To solve the problem, Fisher came up with an ingenious idea and in the process invented Randomized Control Trials (RCT), the holy grail behind modern experimentation. Fisher decided to neutralize the natural randomness in the environment by self-synthesizing randomness in his study.
Fisher divided his field into smaller squares and randomly chose the squares that would get the fertilizers and the ones that wouldn’t. This randomization ensured that all other factors affecting the yield were evenly divided between the ‘fertilizer’ and the ‘no fertilizer’ squares. The difference in the total yield of the two groups now revealed an unbiased estimate of the causal impact that the fertilizer was having on the yield.
And that was the birth of modern randomized experimentation that has majorly governed the scientific processes for the past 100 years.
Randomization as the Secret Sauce
Fisher’s insight was phenomenal because he fought the war against randomness with randomness itself. Randomness complicates things but it still holds a hidden order that you can rely on. Imagine as a thought experiment, if you toss a fair coin 1000 times, it is likely to see 490 tails and 510 heads, but it is very unlikely to see 400 tails and 600 heads. In other words, randomness is bound to the law of large numbers and patterns emerge as the sample set becomes larger. This is the exact property that FIsher utilized to tackle the randomness of nature.
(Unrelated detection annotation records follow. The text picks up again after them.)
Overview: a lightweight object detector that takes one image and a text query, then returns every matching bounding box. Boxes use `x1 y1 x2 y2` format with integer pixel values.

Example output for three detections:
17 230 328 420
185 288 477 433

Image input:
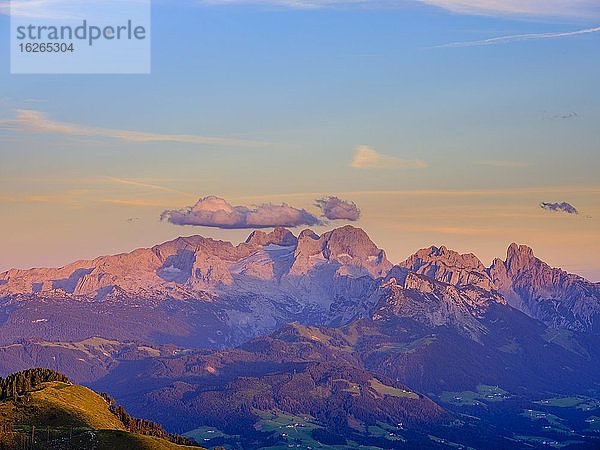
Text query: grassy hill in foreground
0 369 199 450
A perfect randomizer that randomly spits out 0s and 1s, correlates with nothing and hence evenly distributes all other attributes that might have been different in different parts of the field. The sunlight, the soil quality, and the water distribution all got evenly distributed in the two groups because theoretically they cannot be correlated to the coin toss in any way. Hence, Fisher was able to isolate the unique difference between the two groups, the one difference he artificially controlled – the fertilizer.
Conclusion
RCTs are the core statistical procedure that power all A/B testing today and randomization is the fundamental sauce that makes the procedure work. The vicious nature genie who has evaded revealing her true secrets forever since eternity stands dumbfounded in the face of Randomized Control Trials whenever the scientist is able to set it up correctly. But as history has it, randomization seems to be a simple concept but in practice very hard to implement. Computer scientists and philosophers have even gone on to claim that true randomness does not exist anywhere other than in Heisenberg’s uncertainty principle. What can be synthesized is only a close replica, which they call pseudo-randomness.
The interesting ordeals of statistics are just getting started and I request the reader to hold on to the story without feeling desolate. In the end, all is fine, randomness does complicate the world we live in, but single-handedly grants it all the beauty it has.